RIN results on CIFAR - Githubissues

google-research / pix2seq

Pix2Seq codebase: multi-tasks with generative modeling (autoregressive and diffusion)

Apache License 2.0

857 stars 71 forks source link

RIN results on CIFAR #35

Closed nicolas-dufour closed 1 year ago

nicolas-dufour commented 1 year ago

Hi,

In the RIN paper, you mention that you reach 1.81 FID and i'm trying to reproduce this results without success. I've reached at a minimum FID score of 17.7

Looking at the config files, 2 train schedulers are used, linear and sigmoid. Which one was used to get this result? Is the inference framework the same as the rest of the results with 250 DDIM steps and a cosine scheduler with tau=1? Are those results obtained on the class conditional setup or the unconditional one?

Also, if you have them, do you have an IS associated to this model?

Thank you very much for the information!

ajabri commented 1 year ago

Hi,

The 1.81 FID result was obtained with a train schedule of sigmoid@-3,3,0.9 (cosine should work fine on cifar-10 as well) and 1000 steps of DDPM (as with other results) with cosine schedule tau=1. Sampling is class-conditional (with no guidance) and the inception score is 10.3.

nicolas-dufour commented 1 year ago

Hi @ajabri , I've been trying to reproduce the results with Pytorch but i only manage to reproduce the inception score (10.7 on my side).
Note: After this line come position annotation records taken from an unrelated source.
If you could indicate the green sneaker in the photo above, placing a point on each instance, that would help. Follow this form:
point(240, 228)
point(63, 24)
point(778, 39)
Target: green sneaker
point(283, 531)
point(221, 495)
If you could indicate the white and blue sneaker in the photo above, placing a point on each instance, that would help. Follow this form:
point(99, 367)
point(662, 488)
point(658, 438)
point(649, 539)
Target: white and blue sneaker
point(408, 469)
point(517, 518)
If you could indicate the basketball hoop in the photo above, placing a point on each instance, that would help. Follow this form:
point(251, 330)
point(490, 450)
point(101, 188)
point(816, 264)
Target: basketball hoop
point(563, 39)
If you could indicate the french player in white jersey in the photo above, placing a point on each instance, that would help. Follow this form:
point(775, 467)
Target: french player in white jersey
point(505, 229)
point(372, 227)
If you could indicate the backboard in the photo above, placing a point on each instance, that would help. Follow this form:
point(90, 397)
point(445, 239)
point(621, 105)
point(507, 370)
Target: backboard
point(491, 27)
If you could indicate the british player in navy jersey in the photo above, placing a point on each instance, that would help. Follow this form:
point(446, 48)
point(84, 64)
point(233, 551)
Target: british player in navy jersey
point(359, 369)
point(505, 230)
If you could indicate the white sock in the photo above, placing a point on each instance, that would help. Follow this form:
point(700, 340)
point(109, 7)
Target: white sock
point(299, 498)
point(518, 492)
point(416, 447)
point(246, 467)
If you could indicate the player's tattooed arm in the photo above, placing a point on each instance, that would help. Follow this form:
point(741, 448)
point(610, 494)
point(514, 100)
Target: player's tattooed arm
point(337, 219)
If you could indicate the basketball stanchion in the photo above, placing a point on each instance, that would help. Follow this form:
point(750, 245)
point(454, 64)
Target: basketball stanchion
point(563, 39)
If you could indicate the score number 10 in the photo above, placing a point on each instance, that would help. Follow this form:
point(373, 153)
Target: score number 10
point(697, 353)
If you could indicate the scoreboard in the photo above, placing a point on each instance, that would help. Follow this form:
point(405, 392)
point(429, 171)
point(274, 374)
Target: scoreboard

However, for the FID score i only manage to get 13.9 FID. Do you know if something is missing in the released implementation? Thanks!

chentingpc commented 1 year ago

the full config was released in https://github.com/google-research/pix2seq/blob/main/configs/config_diffusion_cifar10.py. one thing important in cifar10 was dropout otherwise it overfits quite seriously. also, 10.7 IS with 13.9 FID seems suspicious to me, never encountered such low fid with this good IS score.

nicolas-dufour commented 1 year ago

@chentingpc Hum thanks for the insights but I have thoroughly used the same config that you are referencing above. There may be a problem with my evaluation setup then. I'm using torch-fidelity for FID computation. Would you provide a set of generated images so I can see if my FID computation is to blame for the differences? Thank you, Nicolas Dufour

chentingpc commented 1 year ago

here are some random samples: individualImage

nicolas-dufour commented 1 year ago

Managed to reproduce thanks!